Ammon Bundy, notorious for leading a group of armed ranchers to occupy Malheur Wildlife Refuge, is now organizing meetings to oppose social distancing. “I will be there, and I will bring as many people as I can,” he told those who attended the meeting he convened on March 26, a day after the statewide stay-at-home order went into effect. “We will form a legal defense for you. We will perform an active political defense for you. And we will also, if necessary, provide a physical defense for you, so that you can continue in your rights.”
Gun sales have spiked in New Mexico as well as nationally. New Mexico has already seen a case of an untrained gun owner, panicked by the pandemic, accidentally killing a child.
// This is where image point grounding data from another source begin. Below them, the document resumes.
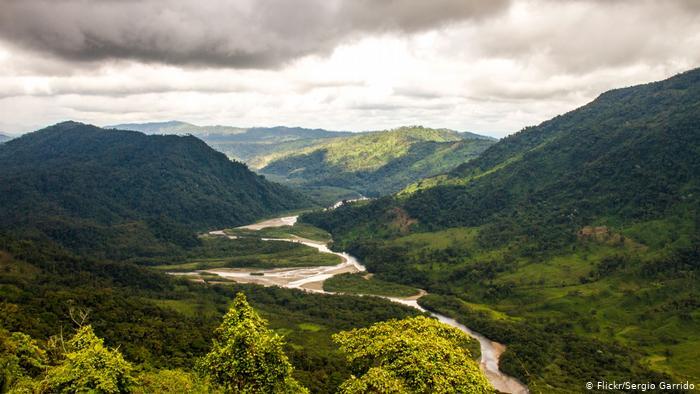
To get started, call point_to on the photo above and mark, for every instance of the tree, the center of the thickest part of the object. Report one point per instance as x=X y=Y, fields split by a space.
x=89 y=366
x=21 y=359
x=415 y=355
x=246 y=356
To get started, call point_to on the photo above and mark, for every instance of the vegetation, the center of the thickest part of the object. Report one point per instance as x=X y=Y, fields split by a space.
x=378 y=162
x=576 y=237
x=363 y=283
x=250 y=145
x=89 y=366
x=247 y=357
x=120 y=194
x=159 y=322
x=251 y=252
x=417 y=355
x=300 y=230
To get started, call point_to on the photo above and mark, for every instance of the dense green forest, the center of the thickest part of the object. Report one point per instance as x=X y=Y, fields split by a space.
x=122 y=194
x=575 y=242
x=376 y=163
x=250 y=145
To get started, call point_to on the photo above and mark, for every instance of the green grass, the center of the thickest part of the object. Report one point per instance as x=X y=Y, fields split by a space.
x=362 y=284
x=657 y=322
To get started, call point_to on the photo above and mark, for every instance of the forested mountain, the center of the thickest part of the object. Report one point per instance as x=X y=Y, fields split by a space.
x=245 y=144
x=123 y=193
x=584 y=227
x=376 y=163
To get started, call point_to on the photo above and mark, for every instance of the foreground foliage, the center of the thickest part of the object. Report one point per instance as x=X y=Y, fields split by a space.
x=121 y=194
x=418 y=355
x=247 y=357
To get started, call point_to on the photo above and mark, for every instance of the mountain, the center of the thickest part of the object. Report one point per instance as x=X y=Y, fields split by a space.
x=376 y=163
x=575 y=242
x=117 y=193
x=245 y=144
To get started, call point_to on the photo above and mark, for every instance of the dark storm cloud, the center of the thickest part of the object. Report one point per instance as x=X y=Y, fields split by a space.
x=220 y=33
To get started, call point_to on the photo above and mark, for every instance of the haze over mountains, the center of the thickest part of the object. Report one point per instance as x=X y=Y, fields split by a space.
x=376 y=163
x=118 y=192
x=333 y=165
x=244 y=144
x=584 y=227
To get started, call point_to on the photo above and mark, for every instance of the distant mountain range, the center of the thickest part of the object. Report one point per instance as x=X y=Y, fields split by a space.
x=244 y=144
x=375 y=163
x=577 y=242
x=124 y=193
x=331 y=165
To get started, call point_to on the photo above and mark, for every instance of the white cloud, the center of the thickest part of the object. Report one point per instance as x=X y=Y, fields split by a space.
x=509 y=68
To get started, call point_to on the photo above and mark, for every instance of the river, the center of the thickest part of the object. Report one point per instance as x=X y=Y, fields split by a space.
x=311 y=279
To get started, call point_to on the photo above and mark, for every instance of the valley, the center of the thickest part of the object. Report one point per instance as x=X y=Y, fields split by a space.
x=349 y=197
x=311 y=279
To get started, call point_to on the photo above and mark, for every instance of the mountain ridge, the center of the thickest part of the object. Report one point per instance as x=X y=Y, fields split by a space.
x=565 y=240
x=375 y=163
x=83 y=185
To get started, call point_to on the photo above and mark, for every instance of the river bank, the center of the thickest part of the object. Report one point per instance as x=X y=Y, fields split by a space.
x=312 y=278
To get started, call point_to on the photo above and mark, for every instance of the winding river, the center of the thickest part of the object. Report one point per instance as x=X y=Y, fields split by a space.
x=311 y=279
Record sales of guns and ammunition, at a time when travel has slowed, will change the source of funding for state game departments, which up until now has relied heavily on sales of hunting and trapping licenses. As hunting and trapping decline, a greater portion of their revenue will come from the Federal Pittman-Robertson tax on guns and ammunition. It is time to replace the existing game departments, which answer primarily to hunters and trappers, with wildlife departments answerable to the majority of the public who do not hunt.
In the interest of public health and safety, we must permanently shut down the wildlife trafficking industry worldwide, including zoos and fur trapping, as well as live-animal markets.